Wisconsin third-best state for health care efficiency
WHITEWATER (Oct. 13, 2015) -- A new study by the University of Wisconsin-Whitewater found Wisconsin’s health care system is the third-most efficient in the country. That is good news for consumers and employers, according to the Wisconsin Hospital Association.
“Wisconsin hospitals and health systems are making steady progress to improve patient safety, decrease readmissions, and improve the quality of care,” according to WHA President/CEO Eric Borgerding. “We know that quality improvement also has an impact on efficiency and cost. Our goal is to increase the value of health care, and while we are not there yet, we are on the right path.”
The study by Russell Kashian, professor of economics at UW-Whitewater, found that Wisconsin uses its health care delivery system resources more efficiently than all but two states – Hawaii, which was first, and Iowa.
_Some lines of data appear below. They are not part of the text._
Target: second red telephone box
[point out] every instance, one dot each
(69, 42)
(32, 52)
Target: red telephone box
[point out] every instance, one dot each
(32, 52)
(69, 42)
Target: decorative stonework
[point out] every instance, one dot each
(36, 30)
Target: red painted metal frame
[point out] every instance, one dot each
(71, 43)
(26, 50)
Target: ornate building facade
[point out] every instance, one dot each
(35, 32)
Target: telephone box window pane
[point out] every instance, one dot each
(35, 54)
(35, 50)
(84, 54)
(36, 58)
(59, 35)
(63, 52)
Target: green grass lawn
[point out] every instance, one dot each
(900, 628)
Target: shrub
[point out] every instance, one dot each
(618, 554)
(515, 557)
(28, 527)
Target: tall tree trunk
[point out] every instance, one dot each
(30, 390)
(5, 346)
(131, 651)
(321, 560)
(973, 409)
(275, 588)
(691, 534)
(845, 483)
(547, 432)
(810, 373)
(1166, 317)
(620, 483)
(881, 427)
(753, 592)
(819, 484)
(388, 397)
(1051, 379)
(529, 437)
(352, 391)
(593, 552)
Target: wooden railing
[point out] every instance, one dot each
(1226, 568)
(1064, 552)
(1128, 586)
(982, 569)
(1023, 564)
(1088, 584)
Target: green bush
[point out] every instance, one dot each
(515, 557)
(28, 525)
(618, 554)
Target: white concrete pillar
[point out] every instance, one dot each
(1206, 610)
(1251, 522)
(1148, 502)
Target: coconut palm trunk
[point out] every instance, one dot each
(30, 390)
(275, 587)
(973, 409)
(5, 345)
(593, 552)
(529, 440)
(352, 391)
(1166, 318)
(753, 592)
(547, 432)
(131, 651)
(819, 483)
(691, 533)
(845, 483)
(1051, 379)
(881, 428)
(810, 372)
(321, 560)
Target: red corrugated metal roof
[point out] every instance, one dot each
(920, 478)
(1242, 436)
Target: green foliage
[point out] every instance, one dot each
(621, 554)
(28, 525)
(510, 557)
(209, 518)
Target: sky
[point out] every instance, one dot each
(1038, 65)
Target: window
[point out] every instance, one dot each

Minnesota was the fourth-most efficient state.
Supported by the Wisconsin Hospital Association, the study was designed to provide employers a better perspective on whether their investments in employee health care are providing a good return on the dollars spent compared to other states. Kashian used financial and human resource data along with patient satisfaction scores and studies that measured patients’ access to care over a five-year period (2008-2012).
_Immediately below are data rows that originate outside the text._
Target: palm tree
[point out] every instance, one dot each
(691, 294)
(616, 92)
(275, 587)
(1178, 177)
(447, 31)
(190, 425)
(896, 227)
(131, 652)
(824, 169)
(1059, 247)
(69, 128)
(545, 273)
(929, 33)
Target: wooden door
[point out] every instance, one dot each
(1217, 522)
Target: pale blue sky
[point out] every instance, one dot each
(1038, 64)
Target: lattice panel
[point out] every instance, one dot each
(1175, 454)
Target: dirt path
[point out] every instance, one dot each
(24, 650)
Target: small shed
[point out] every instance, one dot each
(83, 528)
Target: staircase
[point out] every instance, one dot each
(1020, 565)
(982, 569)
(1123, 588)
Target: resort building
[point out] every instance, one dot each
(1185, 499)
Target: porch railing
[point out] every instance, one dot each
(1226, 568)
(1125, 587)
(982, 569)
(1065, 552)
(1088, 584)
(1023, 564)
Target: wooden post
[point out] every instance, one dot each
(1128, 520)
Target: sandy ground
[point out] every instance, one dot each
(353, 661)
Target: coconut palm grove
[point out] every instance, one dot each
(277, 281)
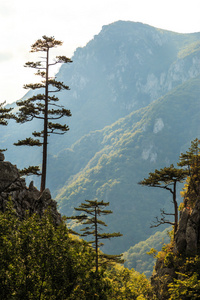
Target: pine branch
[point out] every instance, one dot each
(28, 142)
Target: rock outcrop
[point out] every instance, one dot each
(187, 239)
(25, 199)
(186, 244)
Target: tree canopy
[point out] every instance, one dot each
(43, 106)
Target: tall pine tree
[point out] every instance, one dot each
(92, 209)
(44, 105)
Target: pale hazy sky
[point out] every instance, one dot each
(75, 22)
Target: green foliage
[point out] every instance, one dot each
(43, 106)
(166, 178)
(129, 284)
(92, 209)
(139, 256)
(186, 285)
(191, 161)
(42, 261)
(39, 260)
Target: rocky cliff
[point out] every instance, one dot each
(25, 199)
(184, 256)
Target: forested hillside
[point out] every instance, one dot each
(134, 98)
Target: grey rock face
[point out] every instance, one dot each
(25, 199)
(186, 239)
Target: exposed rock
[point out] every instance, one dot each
(187, 236)
(25, 199)
(187, 244)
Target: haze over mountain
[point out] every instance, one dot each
(135, 107)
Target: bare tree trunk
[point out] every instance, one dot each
(96, 240)
(44, 158)
(175, 209)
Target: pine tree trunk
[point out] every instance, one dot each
(44, 158)
(96, 240)
(175, 209)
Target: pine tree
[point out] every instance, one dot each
(43, 106)
(166, 178)
(191, 161)
(4, 116)
(92, 209)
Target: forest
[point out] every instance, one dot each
(41, 259)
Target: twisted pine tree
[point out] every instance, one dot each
(43, 106)
(166, 178)
(92, 209)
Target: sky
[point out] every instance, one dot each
(74, 22)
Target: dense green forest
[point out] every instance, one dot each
(142, 123)
(43, 260)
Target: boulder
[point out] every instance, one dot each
(25, 199)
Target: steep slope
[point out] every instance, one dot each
(137, 258)
(119, 156)
(123, 68)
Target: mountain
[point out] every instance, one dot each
(134, 100)
(124, 153)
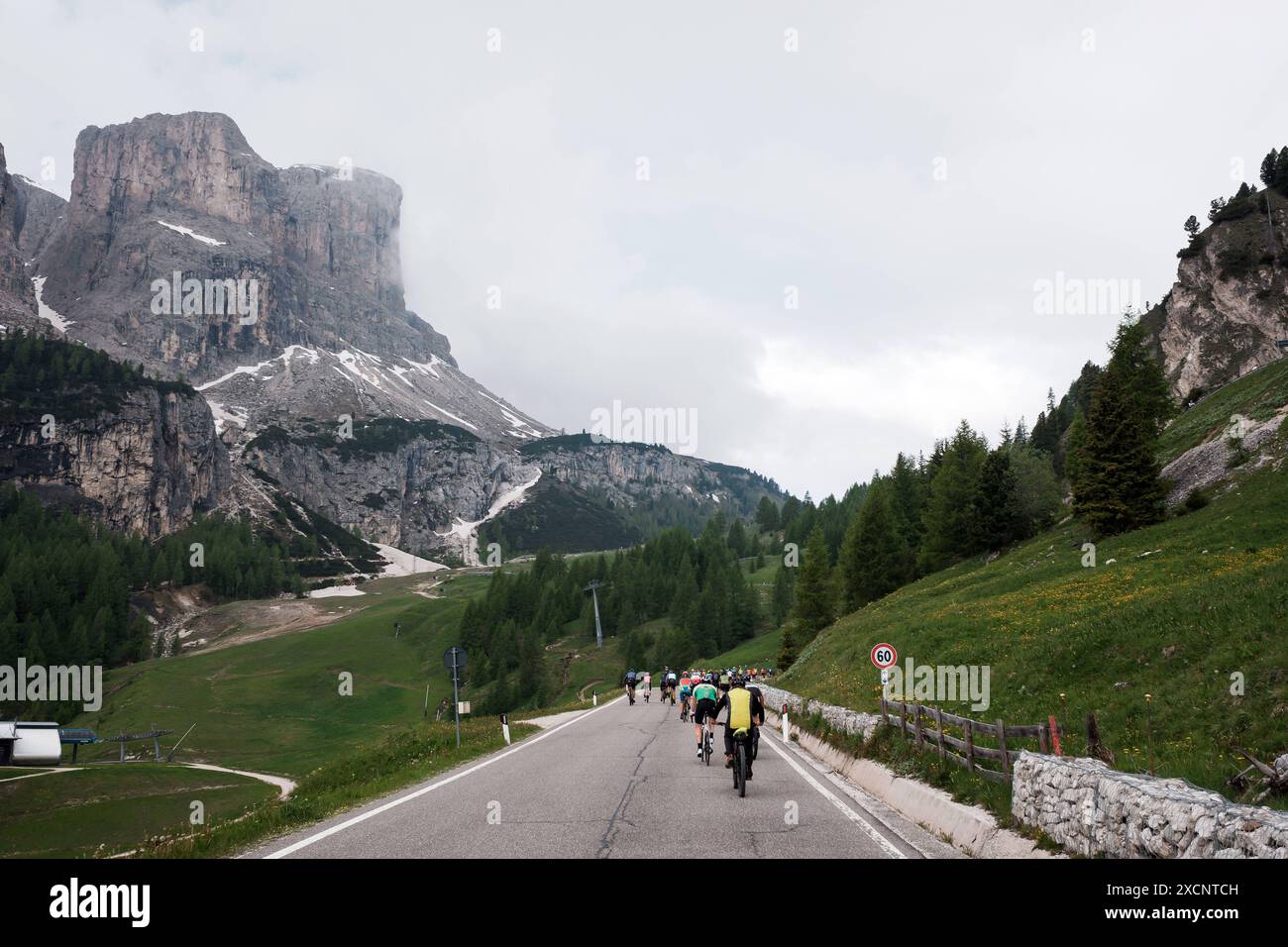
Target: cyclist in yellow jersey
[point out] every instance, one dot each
(743, 710)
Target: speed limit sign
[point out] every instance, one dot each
(884, 656)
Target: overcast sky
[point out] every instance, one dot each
(912, 169)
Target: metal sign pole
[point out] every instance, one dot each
(456, 699)
(599, 631)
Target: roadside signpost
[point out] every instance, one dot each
(455, 660)
(593, 594)
(884, 657)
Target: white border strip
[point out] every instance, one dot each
(423, 789)
(887, 845)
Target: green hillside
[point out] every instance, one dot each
(108, 808)
(274, 705)
(1172, 611)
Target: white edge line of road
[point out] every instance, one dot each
(887, 845)
(430, 788)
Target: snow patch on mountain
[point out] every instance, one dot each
(404, 564)
(47, 311)
(189, 232)
(468, 532)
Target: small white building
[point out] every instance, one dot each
(26, 744)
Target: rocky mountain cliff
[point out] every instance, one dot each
(277, 292)
(141, 457)
(1229, 304)
(17, 299)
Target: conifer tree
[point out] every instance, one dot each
(997, 506)
(949, 515)
(1117, 486)
(812, 608)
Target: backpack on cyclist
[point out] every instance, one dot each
(739, 709)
Efficiency is important in all industries because it influences cost, according to Kashian. As efficiency increases, costs decrease. Health care costs are a significant concern for consumers, but for employers, cost is especially relevant.
“Since employers pay a portion of employee health premiums, improvements in how efficiently resources are used in health care help moderate or reduce costs,” Kashian said. “High-quality care translates into good health outcomes that ensure employees return to work and to their normal activities faster. That reduces costs associated with absenteeism and creates a positive work environment.”
To develop an acceptable comparison mechanism, Kashian and his research team created an index of outputs that were common to all 50 states. The outputs compared how well states were doing on measures related to quality of care, patients’ satisfaction with the care they received and health outcomes. It also took health insurance coverage rates and life expectancy for patients being treated for chronic diseases.